Today’s Home Office stories include reports on yesterday's Intelligence and Security Committee's findings into last year's terror attacks, illegal migrants crossing the Channel, domestic abuse figures and the Tier 1 visa review.
Intelligence and Security Committee report into 2017 terror attacks
There is widespread coverage of yesterday’s Intelligence and Security Committee’s findings into last year’s terror attacks.
The Guardian, Mirror, Metro, Mail and Independent lead on findings relating to investigations by MI5 on Manchester Arena bomber Salman Abedi before he committed the attack.
The Home Secretary's response to the report can be found below.
Home Secretary, Sajid Javid said:
My thoughts remain with the victims and families of last year’s attacks – which only served to strengthen our resolve against those who seek to threaten our freedoms and do us harm.
Following the attacks, the Government, police and MI5 undertook a series of rigorous reviews to ensure we are all doing everything we can to tackle the evolving threat of terrorism.
As a result, we have updated our counter-terrorism strategy, introduced new legislation to allow threats to be disrupted earlier and have increased information sharing with local authorities. We are also ensuring technology companies play their part by stopping terrorists from exploiting their platforms.
I thank the ISC for their report which we will review and formally respond to in due course.
Illegal migrants crossing the Channel
The Guardian and Metro further report that fourteen suspected migrants were rescued yesterday from two dinghies off the Kent coast.
There are claims people-traffickers are telling illegal migrants that crossing to Britain will become more difficult after Brexit.
A Home Office spokesperson said:
We have stepped up deployments of our coastal patrol vessels along the South-East coast in light of recent events. However, this is not an issue that can be resolved by maritime resources alone.
That is why Immigration Enforcement and Border Force work closely with partners in the UK and overseas to strike people smuggling at source – identifying and dismantling the organised crime groups that facilitate illegal immigration.
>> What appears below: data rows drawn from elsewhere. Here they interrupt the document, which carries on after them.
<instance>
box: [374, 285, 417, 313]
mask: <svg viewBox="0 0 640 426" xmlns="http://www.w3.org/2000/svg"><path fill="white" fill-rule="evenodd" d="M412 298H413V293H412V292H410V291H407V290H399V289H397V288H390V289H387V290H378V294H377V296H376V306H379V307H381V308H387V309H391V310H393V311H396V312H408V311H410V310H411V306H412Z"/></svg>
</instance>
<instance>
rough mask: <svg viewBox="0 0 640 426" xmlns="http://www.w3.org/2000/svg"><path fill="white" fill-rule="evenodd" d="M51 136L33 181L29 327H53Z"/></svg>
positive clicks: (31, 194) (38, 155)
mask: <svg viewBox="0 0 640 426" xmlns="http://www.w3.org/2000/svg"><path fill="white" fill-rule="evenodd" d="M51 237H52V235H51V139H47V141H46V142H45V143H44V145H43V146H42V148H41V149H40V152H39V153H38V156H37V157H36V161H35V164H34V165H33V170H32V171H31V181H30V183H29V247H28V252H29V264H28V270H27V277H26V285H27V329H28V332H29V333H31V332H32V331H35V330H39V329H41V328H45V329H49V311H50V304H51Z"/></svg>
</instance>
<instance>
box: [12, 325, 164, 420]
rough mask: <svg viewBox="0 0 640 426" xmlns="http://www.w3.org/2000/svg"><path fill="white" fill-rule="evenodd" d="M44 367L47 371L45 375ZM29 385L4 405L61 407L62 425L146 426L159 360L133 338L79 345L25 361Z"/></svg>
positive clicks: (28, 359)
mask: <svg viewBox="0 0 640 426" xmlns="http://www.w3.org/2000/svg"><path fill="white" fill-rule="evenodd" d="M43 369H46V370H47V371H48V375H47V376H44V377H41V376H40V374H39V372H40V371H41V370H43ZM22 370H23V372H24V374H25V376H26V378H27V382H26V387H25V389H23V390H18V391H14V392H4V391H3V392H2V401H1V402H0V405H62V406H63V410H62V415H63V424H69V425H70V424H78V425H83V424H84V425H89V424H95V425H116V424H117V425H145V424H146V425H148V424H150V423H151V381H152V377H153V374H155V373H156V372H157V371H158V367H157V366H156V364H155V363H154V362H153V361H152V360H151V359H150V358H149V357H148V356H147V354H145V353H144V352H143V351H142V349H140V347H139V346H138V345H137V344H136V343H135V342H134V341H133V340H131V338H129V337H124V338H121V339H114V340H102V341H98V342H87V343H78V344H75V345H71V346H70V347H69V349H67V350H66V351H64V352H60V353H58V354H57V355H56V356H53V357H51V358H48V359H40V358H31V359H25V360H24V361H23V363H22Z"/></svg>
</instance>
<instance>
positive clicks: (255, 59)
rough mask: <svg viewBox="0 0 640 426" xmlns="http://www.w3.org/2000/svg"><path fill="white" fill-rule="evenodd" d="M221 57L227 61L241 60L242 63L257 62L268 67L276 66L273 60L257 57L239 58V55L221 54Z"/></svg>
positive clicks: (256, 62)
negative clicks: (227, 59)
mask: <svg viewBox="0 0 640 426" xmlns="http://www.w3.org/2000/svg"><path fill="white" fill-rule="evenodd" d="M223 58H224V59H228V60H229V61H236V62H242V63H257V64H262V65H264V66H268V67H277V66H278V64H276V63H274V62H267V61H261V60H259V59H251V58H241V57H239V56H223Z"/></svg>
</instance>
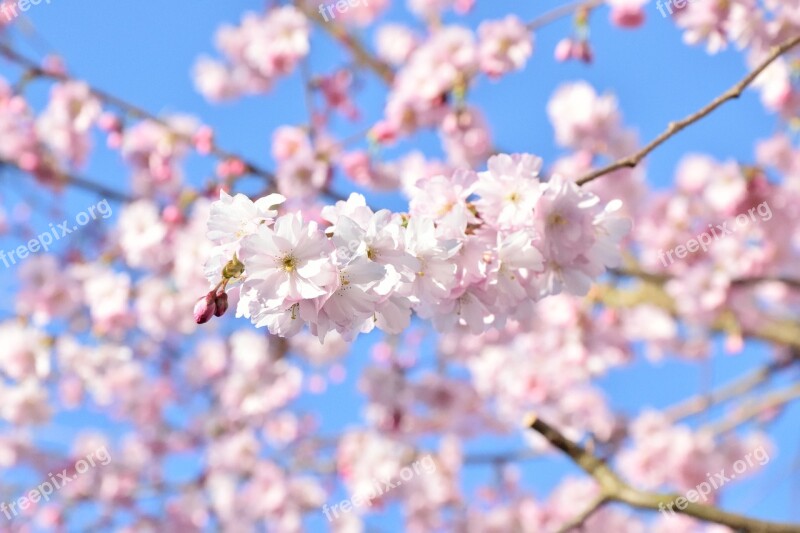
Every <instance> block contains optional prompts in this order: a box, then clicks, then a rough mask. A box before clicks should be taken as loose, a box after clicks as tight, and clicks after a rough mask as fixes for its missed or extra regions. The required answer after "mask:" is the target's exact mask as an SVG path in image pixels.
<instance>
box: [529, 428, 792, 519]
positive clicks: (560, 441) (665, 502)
mask: <svg viewBox="0 0 800 533" xmlns="http://www.w3.org/2000/svg"><path fill="white" fill-rule="evenodd" d="M526 426H527V427H528V428H530V429H531V430H533V431H535V432H537V433H538V434H539V435H541V436H542V437H544V438H545V439H546V440H547V442H548V443H550V444H551V445H552V446H553V447H554V448H556V449H558V450H560V451H561V452H563V453H564V454H565V455H567V456H568V457H569V458H570V459H572V461H573V462H574V463H575V464H576V465H578V466H580V467H581V469H583V471H584V472H586V473H587V474H589V475H590V476H591V477H592V478H594V480H595V481H597V483H598V485H600V488H601V489H600V490H601V494H602V497H601V498H600V499H598V500H597V501H596V502H594V503H592V504H590V505H589V507H588V508H587V510H586V511H584V512H583V513H581V515H579V516H580V517H579V522H578V523H581V522H583V521H585V519H586V518H587V517H588V516H590V515H591V514H592V513H593V512H594V511H595V510H596V509H598V508H599V507H600V506H601V505H603V504H604V503H605V502H618V503H624V504H626V505H630V506H632V507H635V508H638V509H647V510H651V511H658V510H661V509H664V508H665V506H666V508H670V509H672V508H673V507H676V506H675V505H674V502H675V500H676V499H678V498H679V497H680V495H678V494H659V493H653V492H646V491H641V490H637V489H635V488H634V487H631V486H630V485H628V484H627V483H625V482H624V481H623V480H622V479H621V478H620V477H619V476H617V474H616V473H614V472H613V470H612V469H611V468H610V467H609V466H608V464H606V462H605V461H603V460H601V459H599V458H597V457H595V456H594V455H592V454H591V453H590V452H588V451H587V450H586V449H584V448H583V447H582V446H580V445H579V444H577V443H575V442H572V441H571V440H569V439H567V438H566V437H565V436H564V435H563V434H562V433H561V432H559V431H558V430H557V429H556V428H554V427H553V426H551V425H550V424H548V423H547V422H545V421H543V420H542V419H541V418H539V417H537V416H535V415H532V416H531V417H530V420H529V421H528V422H526ZM676 509H677V512H678V513H682V514H685V515H687V516H691V517H694V518H698V519H700V520H703V521H706V522H713V523H715V524H722V525H725V526H729V527H731V528H733V529H734V530H737V531H754V532H756V531H757V532H761V533H797V531H798V526H796V525H792V524H780V523H776V522H769V521H766V520H756V519H753V518H748V517H746V516H741V515H737V514H734V513H729V512H727V511H723V510H721V509H719V508H717V507H712V506H709V505H703V504H699V503H694V502H691V501H689V502H686V505H685V506H683V507H681V506H677V507H676ZM570 527H573V526H570Z"/></svg>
Nobody should put their life at risk attempting to smuggle themselves into the UK across the Channel and despite recent events, crossing the Channel in this way thankfully remains relatively rare.
Domestic abuse figures
The Telegraph reports on Office for National Statistics (ONS) statistics released yesterday on domestic abuse. It says record numbers of men are reporting domestic abuse by their partners to police and the proportion of women victims reporting incidents to police has fallen.
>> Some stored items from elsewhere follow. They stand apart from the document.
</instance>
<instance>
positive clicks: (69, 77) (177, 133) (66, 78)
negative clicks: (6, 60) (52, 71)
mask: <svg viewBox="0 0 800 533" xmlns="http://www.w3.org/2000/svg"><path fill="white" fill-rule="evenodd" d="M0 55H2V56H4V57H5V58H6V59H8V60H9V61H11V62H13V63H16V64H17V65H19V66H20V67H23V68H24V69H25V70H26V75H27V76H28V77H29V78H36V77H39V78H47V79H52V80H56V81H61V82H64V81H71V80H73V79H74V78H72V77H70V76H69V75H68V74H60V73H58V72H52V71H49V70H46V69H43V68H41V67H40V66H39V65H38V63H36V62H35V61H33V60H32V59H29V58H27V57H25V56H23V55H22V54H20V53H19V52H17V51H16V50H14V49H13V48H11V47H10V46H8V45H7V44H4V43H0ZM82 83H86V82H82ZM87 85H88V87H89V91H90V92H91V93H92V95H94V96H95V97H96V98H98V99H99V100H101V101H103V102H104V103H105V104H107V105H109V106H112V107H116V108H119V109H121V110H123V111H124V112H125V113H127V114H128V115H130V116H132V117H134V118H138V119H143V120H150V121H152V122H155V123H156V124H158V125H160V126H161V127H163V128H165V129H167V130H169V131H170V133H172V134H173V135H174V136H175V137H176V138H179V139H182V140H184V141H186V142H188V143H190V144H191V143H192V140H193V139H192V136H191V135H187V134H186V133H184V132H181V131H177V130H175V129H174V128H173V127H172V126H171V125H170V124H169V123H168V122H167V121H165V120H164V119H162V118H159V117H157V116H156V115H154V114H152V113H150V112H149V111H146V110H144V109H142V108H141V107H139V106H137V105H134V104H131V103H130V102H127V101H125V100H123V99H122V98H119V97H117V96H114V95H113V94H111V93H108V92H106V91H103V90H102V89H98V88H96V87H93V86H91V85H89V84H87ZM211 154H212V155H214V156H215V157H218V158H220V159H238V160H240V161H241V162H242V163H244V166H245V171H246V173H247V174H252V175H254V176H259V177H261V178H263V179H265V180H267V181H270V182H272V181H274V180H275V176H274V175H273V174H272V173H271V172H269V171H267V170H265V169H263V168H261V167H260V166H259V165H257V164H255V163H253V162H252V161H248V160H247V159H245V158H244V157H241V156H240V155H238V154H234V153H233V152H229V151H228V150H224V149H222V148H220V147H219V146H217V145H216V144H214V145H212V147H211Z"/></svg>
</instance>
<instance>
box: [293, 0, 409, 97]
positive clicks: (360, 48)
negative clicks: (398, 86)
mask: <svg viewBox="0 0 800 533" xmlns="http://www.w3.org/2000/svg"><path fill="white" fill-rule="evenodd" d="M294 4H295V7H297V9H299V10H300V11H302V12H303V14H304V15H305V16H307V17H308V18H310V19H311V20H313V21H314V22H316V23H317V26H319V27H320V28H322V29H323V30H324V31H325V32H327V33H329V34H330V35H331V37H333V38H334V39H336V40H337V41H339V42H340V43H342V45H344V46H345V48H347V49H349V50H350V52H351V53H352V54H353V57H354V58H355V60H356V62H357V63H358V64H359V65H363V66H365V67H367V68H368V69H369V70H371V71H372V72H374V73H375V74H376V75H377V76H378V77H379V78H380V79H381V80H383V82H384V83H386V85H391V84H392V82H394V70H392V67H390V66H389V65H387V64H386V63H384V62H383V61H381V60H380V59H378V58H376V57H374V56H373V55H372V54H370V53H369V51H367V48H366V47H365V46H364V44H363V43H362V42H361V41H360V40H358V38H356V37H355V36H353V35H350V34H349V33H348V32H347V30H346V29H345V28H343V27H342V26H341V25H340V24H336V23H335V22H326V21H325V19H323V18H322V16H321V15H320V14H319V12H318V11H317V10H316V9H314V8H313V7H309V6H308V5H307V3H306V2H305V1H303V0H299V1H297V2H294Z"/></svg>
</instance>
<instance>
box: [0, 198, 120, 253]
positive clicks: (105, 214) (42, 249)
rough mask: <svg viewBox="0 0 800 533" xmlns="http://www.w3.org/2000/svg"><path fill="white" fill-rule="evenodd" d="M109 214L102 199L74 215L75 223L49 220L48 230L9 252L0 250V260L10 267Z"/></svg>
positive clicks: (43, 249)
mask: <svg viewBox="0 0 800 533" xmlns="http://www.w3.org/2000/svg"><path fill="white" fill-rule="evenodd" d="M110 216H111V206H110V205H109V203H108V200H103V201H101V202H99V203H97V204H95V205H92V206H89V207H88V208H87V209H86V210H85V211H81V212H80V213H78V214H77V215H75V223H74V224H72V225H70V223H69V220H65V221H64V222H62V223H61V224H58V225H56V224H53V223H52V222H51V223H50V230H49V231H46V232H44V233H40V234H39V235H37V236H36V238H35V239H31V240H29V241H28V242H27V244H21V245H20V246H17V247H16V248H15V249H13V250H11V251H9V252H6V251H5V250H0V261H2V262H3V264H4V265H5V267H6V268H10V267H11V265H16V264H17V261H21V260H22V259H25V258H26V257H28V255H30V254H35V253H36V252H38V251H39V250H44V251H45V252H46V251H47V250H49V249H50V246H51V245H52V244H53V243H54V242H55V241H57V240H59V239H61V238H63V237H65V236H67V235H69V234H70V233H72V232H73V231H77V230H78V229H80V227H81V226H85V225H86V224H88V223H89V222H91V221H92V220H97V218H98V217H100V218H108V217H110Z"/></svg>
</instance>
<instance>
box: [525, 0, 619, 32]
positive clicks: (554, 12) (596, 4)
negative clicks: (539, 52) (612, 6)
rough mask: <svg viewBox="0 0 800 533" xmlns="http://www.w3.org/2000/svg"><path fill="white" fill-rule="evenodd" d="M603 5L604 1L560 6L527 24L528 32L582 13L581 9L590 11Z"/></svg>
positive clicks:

The Government response to the statistics can be found below.
A Government spokesperson said:
Domestic abuse is a devastating crime that shatters the lives of victims and families. It is vital that the response to domestic abuse supports victims and survivors, pursues perpetrators and ensures agencies provide an effective service.
This Government will be publishing a landmark draft Domestic Abuse Bill, which will help transform our response to the crime. We will have pledged to create a statutory Government definition of domestic abuse, introduce new Domestic Abuse Protection Orders and establish a Domestic Abuse Commissioner.
We would urge anyone who is the victim of this horrific crime to come forward and report their experiences, safe in the knowledge that the state and the justice system will do everything it can to both support them and their children, and pursue their abuser.
It is encouraging that more people are requesting information under the Domestic Violence Disclosure Scheme and the Government will be doing more to raise awareness of this.
Tier 1 visa review
The Financial Times and Mirror report on the Home Office’s Tier 1 visa review. The coverage notes that the review was a response to complaints that immigration rules originally intended to tackle serious criminals had been used to refuse over 1,500 highly-skilled workers and entrepreneurs the right to settle in the UK, often over minor tax issues.
The Immigration Minister's response to the review can be found below.
Immigration Minister Caroline Nokes said:
The review has found that the vast majority of cases, the discrepancies between the earnings declared to the Home Office and those shown by their tax records were over £10,000.
It confirmed that it was reasonable for decision makers to take the approach they have, given these have not generally been cases of ‘minor tax errors’.
We welcome skilled migrants who make an important contribution to the UK’s economy and society. However, it is important that people play by the rules.